The next note of caution is about the top corner brackets. I have searched high and low, and from every conceivable source I know. In many cases the new brackets are garbage. With some the top posts are pointing in the wrong direction, some have the brackets too wide so they don't fit in the channels without serious filing, and some have the tapped holes misplaced so badly that it's impossible to get the screws installed. If someone has very recently purchased some of these top corner brackets that actually fit I would surely like to hear about it. Otherwise, I recommend you retain the original top corner brackets, touch up the threads if necessary, and maybe have them re-plated. New brackets from Clarke Spares and Restorations do have the correct threads and will fit perfectly. New parts from Moss Motors will now have the correct threads, but I can't say if the brackets would fit. The last time I had Moss top corner brackets in hand they did not fit, that being a few years ago. This is covered in another article.
If you have a MGA 1500 that does not have the later model top center latch installed, now might be a good time to consider installing one. I find this device does a really nice job of keeping the center of the top bow down at highway speed, in turn keeping out (most of) the wind and/or rain that might otherwise blow in your face. A tiny bit of soft rubber fastened under the front bow can take care of the rest of that problem. When you drill the top frame to accept the catch bracket screws you will be removing chrome plating. Not to worry, as the underlying frame is brass there will be no rust to worry about.

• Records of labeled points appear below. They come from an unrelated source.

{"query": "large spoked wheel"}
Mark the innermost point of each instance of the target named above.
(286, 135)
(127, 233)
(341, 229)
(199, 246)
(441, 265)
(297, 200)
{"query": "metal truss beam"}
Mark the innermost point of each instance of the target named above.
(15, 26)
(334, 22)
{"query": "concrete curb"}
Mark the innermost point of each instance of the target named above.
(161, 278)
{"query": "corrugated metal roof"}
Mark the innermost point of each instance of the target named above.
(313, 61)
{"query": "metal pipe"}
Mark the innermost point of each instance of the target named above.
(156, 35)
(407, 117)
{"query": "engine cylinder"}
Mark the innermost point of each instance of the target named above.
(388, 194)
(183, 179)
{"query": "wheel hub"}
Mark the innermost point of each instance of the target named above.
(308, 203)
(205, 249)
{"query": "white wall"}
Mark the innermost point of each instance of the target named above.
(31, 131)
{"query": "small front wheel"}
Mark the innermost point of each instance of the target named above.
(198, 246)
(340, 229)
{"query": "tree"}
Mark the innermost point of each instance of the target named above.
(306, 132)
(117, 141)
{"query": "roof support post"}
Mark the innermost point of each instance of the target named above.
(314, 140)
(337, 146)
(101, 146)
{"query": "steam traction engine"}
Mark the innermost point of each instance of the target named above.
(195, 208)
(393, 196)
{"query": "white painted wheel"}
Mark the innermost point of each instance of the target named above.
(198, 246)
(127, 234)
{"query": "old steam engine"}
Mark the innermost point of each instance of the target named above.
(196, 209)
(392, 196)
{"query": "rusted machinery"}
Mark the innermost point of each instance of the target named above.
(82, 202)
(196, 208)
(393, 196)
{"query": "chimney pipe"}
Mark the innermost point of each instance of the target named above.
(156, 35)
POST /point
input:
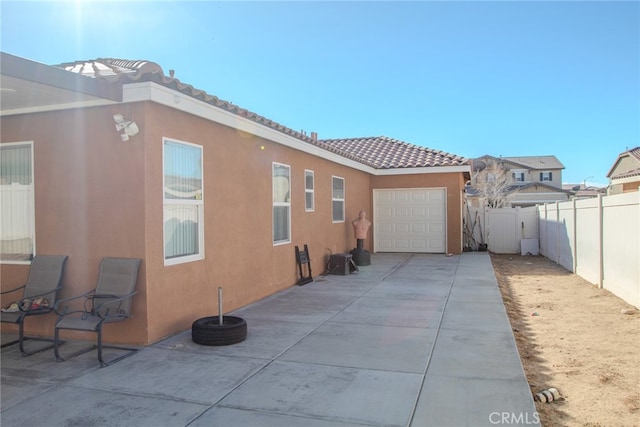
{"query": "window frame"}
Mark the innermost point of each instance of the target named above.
(546, 174)
(309, 191)
(183, 202)
(517, 173)
(275, 204)
(32, 201)
(338, 199)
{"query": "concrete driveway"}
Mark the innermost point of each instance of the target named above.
(412, 340)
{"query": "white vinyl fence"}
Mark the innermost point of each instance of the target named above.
(597, 239)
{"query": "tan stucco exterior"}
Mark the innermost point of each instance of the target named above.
(98, 196)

If you should perchance take this opportunity to have the frame re-chromed, don't forget to remove the "AUSTER" plate and drive rivets in advance. These bits are readily available and inexpensive.

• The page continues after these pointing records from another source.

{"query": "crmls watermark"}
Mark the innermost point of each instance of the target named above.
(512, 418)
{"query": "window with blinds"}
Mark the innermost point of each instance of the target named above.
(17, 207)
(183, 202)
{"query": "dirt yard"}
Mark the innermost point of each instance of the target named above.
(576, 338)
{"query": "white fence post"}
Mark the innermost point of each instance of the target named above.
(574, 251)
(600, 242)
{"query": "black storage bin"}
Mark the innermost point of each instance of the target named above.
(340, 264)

Before installing the glass, preassemble the entire frame to be sure the fasteners and brackets all fit nicely. Check inside the frame to be sure none of the screws protrude appreciably through the inside of the brackets where they could chip away at the edges of the new glass. A small abrasive wheel in a hand grinder can make short work of making the inner ends of the screws flush with the brackets.
For final assembly put some soapy water on the glazing rubber and you will be able to easily (relatively speaking) press the new glass and the new rubber bit into the channels of the frame. After assembly the glazing rubber should protrude from the frame on both sides of the glass. Use a razor knife to trim the rubber flush with the edge of the frame.

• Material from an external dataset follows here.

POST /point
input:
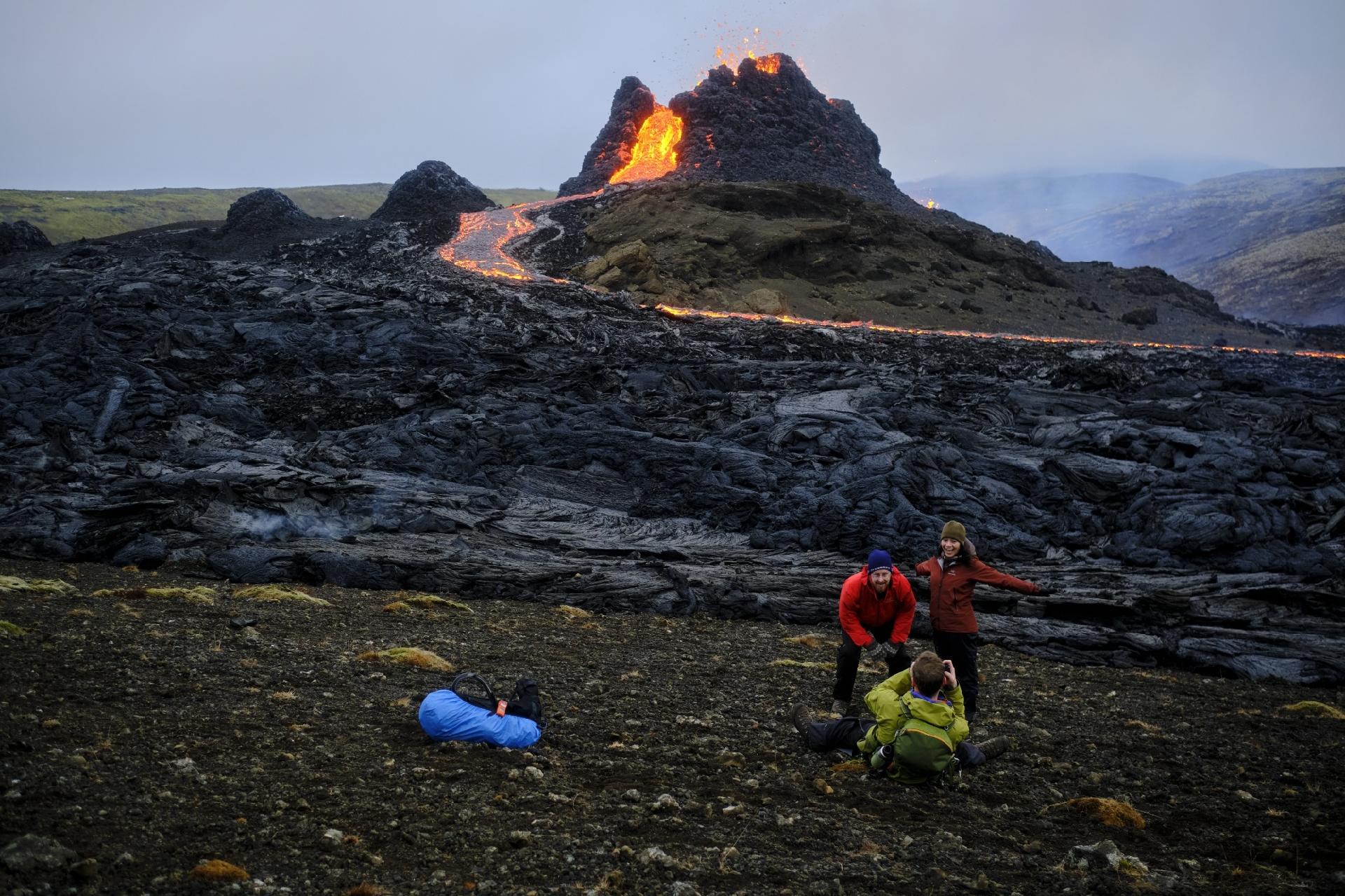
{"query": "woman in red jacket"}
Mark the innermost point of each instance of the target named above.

The rest of the job is mostly time, common sense and TLC, but not particularly difficult. Rise to the challenge, and enjoy the success. On the following page you will find links to lots of photos and notes on a more recent MGA windscreen rebuild, which should make it even less mysterious.
Claude Spinosa in Boise, Idaho, has a suggestion for a third hand jig.
"I could not hold all the stuff with my soapy hands. Finally I built a rig with scrap 2X4s that kept the glass still while I applied soapy water to the glass and pressed it into the rubber with two well-padded carpenter clamps".